In this notebook, we investigate the Thailand Drug Offenses dataset using a variety of data analysis techniques.

# Import Libraries

In [None]:
import numpy as np # linear algebra
import pandas as pd # data processing, CSV file I/O (e.g. pd.read_csv)
import os

import matplotlib.pyplot as plt
import matplotlib.colors as colors

import seaborn as sns

from urllib.request import urlopen

import geojson
import geopandas as gpd
import geoplot as gplt
import geoplot.crs as gcrs

from ipywidgets import interact

# Load Dataset

In [None]:
df = pd.read_csv("/kaggle/input/thailand-drug-offenses-2017-2022/thai_drug_offenses_2017_2022.csv")
df.head()

Whenever working with data, it is important to understand what the different column variates mean. From the dataset brief, we get the following information about the columns:

* `fiscal_year`: The fiscal year during which the drug offenses were recorded.

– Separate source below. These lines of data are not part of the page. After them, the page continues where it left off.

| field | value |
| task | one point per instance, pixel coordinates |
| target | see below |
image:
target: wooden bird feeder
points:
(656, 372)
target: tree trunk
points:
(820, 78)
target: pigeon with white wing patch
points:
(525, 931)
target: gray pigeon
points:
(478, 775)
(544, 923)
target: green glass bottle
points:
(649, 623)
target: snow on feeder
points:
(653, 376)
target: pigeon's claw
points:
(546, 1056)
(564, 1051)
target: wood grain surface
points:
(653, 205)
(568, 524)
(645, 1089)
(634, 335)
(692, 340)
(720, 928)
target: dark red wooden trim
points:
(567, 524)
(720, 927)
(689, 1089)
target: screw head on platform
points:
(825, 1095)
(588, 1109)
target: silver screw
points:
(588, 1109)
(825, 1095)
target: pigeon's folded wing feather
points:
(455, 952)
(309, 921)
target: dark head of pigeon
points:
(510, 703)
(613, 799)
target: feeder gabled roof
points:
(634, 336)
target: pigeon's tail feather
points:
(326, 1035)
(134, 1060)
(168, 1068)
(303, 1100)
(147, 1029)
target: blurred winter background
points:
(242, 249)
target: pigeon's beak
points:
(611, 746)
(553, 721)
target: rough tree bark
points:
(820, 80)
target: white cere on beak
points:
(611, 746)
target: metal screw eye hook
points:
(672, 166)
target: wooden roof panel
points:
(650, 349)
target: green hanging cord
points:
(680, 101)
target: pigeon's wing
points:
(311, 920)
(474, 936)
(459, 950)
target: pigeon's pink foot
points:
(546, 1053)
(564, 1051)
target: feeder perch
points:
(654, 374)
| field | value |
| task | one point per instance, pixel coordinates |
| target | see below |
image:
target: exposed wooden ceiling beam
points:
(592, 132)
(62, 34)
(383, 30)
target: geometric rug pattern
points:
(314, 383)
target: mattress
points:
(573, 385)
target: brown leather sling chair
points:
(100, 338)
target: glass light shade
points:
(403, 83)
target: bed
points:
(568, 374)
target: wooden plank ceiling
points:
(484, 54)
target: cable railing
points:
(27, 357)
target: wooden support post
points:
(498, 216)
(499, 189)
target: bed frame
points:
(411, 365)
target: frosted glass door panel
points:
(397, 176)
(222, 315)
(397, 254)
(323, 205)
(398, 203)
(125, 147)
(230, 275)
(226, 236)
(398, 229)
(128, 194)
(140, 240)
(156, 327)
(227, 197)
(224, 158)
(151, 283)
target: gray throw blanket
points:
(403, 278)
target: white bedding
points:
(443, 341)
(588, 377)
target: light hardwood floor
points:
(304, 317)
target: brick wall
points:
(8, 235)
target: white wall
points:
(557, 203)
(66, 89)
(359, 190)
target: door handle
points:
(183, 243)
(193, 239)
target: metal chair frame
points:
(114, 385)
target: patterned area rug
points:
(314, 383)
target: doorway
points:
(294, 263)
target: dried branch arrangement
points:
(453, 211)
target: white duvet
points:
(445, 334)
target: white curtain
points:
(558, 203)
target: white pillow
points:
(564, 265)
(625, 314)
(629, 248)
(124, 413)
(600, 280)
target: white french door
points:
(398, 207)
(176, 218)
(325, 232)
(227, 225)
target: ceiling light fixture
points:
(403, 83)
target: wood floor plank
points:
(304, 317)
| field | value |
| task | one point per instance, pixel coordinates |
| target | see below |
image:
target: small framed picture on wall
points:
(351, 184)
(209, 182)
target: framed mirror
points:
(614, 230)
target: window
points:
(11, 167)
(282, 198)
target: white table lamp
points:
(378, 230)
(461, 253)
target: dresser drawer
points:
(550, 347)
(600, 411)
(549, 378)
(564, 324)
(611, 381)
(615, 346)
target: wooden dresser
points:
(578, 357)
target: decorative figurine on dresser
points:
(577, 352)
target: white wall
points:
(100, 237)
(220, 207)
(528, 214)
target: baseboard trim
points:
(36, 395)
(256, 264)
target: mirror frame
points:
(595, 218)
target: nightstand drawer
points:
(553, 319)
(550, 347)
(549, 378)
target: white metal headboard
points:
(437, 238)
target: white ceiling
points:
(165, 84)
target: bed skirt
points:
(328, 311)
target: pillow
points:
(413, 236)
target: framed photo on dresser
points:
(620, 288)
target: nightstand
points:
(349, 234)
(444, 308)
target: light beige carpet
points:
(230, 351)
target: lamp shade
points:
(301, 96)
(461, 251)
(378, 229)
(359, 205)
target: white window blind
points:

* `types_of_drugs_offenses`: The specific type or category of drug offense being reported. The types include drug use cases, suspects in drug use cases, possession cases, suspects in possession cases, possession with intent to distribute cases, suspects in possession with intent to distribute cases, trafficking cases, suspects in trafficking cases, production cases, suspects in production cases, import cases, suspects in import cases, export cases, suspects in export cases, conspiracy cases, and suspects in conspiracy cases.

* `no_cases`: The total number of cases recorded for the specific combination of fiscal year, type of drug offense, and province.

* `province_th`: The name of the province in Thailand, written in Thai.

* `province_en`: The name of the province in Thailand, written in English.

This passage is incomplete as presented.